Antiseptics for hands
After the WHO announced COVID-19 to be a global pandemic, fever has not been the only hot topic of the day. Governments are introducing emergency measures, international exhibitions, sports and cultural events have all been canceled, while cosmetic giants are switching to producing and distributing free antiseptics for medical facilities, pharmacies and food distributors. Demand for medical masks, respirators and antimicrobial hand sanitizers has soared among the world population.
The SARS-CoV-2 virus is a previously unknown strain of the coronavirus family, first detected in China in late December 2019, and it is now has gained attention of the majority of the world's population. The family of human coronaviruses itself has been known since the 1960s; its representatives can cause both mild respiratory infections and quite formidable ones, such as, for example, the culprit of the SARS-CoV outbreak in 2002-2003.
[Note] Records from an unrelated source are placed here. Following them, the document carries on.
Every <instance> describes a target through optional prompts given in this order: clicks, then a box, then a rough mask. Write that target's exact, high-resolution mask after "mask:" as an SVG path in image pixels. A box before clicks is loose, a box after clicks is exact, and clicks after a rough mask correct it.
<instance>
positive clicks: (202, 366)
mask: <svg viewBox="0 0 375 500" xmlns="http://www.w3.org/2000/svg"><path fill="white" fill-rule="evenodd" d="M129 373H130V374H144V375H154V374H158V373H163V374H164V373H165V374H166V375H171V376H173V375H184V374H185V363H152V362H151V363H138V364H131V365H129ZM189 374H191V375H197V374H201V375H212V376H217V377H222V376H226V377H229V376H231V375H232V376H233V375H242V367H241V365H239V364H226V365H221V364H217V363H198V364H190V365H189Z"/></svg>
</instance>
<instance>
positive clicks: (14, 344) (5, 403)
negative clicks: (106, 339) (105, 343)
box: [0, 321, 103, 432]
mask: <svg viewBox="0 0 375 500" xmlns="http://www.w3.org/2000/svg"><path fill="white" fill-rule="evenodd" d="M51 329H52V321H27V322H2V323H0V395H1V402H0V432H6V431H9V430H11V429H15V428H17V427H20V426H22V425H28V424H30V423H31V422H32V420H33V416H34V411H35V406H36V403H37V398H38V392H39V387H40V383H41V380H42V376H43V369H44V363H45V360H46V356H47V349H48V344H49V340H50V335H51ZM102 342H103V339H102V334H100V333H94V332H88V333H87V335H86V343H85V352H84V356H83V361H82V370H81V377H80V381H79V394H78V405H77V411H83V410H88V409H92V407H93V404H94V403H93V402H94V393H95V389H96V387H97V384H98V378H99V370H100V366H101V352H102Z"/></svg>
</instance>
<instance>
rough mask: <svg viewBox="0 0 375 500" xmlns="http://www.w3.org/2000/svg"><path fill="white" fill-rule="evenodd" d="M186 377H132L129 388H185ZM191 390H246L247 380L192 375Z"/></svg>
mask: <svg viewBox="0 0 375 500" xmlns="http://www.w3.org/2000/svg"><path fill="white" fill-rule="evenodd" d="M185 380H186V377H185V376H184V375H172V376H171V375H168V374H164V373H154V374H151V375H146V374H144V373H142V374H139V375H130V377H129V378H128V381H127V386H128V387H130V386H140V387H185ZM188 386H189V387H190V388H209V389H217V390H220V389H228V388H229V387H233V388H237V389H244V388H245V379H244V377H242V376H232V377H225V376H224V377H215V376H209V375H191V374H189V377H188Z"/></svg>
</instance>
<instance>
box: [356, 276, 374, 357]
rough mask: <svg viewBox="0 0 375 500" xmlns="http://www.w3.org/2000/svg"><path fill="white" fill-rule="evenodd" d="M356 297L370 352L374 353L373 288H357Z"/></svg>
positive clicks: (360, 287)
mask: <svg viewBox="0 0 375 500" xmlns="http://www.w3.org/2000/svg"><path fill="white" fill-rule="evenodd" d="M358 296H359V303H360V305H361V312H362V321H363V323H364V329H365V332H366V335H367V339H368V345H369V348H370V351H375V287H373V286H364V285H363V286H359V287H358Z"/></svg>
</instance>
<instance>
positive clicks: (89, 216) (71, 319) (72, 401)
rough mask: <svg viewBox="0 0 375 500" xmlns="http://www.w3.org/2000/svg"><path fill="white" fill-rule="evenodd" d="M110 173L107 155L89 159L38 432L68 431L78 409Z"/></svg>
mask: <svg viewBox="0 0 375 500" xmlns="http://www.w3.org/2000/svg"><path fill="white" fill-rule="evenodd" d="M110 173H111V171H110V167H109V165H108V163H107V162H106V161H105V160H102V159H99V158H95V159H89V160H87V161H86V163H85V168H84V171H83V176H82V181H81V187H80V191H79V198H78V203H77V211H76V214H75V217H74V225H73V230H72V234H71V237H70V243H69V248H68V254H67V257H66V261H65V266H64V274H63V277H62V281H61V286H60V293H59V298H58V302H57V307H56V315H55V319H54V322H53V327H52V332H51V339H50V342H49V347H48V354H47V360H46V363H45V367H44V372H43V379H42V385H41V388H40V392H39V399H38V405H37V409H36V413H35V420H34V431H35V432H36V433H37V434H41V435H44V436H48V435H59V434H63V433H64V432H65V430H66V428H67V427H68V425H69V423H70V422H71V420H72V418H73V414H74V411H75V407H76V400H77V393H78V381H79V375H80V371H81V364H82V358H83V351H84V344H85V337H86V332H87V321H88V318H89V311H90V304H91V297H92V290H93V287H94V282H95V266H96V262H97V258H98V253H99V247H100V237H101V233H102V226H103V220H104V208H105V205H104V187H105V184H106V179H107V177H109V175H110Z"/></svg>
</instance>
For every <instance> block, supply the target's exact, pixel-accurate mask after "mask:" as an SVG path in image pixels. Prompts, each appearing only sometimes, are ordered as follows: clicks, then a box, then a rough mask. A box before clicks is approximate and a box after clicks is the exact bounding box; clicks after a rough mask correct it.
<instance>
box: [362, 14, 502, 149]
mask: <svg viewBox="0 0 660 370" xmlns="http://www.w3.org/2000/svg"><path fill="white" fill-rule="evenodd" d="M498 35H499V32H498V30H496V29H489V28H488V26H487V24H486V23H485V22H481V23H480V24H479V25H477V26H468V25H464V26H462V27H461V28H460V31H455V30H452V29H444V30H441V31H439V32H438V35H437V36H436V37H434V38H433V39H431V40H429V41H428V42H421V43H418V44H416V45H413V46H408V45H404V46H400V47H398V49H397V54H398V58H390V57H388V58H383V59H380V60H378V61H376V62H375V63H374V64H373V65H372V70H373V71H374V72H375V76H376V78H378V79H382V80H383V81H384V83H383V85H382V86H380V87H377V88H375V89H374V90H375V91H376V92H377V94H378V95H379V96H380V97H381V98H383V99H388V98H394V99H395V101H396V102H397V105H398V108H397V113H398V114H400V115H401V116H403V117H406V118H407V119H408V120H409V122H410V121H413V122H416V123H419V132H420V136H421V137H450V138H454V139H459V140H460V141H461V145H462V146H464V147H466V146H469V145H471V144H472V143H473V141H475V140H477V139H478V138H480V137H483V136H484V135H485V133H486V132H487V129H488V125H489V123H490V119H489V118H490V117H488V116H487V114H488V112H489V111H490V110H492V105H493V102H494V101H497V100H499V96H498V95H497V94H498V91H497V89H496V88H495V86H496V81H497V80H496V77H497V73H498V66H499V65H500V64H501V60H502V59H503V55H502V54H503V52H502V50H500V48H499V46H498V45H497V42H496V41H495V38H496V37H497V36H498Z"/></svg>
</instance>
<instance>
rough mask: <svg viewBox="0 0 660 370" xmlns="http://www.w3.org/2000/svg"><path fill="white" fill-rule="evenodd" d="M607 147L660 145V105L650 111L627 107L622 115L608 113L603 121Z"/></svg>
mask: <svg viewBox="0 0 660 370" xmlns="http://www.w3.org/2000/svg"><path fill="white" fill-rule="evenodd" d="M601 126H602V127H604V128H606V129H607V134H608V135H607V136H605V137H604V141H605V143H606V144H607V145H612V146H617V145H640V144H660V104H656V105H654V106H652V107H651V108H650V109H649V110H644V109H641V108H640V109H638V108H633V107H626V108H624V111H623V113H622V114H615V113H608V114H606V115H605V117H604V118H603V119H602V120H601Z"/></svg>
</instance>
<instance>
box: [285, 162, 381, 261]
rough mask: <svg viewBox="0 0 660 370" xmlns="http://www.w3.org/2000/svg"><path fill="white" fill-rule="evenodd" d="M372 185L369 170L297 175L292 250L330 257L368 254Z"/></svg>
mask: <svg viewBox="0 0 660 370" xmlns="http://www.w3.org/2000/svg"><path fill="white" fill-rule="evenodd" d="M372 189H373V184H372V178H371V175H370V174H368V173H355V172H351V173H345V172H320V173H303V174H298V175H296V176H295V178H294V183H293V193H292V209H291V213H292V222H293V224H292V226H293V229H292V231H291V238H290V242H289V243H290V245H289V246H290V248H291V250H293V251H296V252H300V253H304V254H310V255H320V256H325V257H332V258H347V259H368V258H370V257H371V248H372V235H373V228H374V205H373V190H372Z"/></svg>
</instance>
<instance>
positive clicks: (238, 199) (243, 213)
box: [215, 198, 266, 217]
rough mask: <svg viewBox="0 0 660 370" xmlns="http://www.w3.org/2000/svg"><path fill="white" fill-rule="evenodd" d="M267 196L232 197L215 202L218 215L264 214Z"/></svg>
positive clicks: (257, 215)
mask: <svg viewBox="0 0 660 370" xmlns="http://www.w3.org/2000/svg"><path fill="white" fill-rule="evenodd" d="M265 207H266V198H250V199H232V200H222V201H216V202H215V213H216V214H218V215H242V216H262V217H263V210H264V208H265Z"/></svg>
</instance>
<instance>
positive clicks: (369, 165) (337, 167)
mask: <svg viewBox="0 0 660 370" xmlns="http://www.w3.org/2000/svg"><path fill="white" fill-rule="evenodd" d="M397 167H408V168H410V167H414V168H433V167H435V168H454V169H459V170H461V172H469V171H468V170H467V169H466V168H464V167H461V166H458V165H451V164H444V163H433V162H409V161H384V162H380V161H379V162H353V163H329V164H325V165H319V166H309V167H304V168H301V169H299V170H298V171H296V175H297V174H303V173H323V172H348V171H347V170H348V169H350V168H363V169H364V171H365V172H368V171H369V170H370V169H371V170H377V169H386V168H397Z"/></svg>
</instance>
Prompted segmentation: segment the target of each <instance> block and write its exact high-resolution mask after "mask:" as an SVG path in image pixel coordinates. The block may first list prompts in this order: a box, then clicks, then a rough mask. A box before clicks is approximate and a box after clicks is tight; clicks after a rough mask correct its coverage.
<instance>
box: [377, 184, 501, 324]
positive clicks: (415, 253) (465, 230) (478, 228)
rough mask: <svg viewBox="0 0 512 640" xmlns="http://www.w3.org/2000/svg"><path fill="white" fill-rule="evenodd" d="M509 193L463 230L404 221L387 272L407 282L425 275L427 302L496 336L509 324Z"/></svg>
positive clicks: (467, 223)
SARS-CoV-2 is especially dangerous for people with weakened immune systems such as the elderly and people with preexisting health conditions. Its main transmission route is airborne, but as it turned out, the virus can exist for quite a long time on many surfaces (for example, on plastic or stainless steel - up to 2-3 days, on copper - up to 4 hours, on paper and cardboard - up to a day) which creates a substantial risk of infection through contact with those surfaces. Thus, the use of antimicrobial agents for hands is a completely justified and reasonable measure to curb the spread of infection.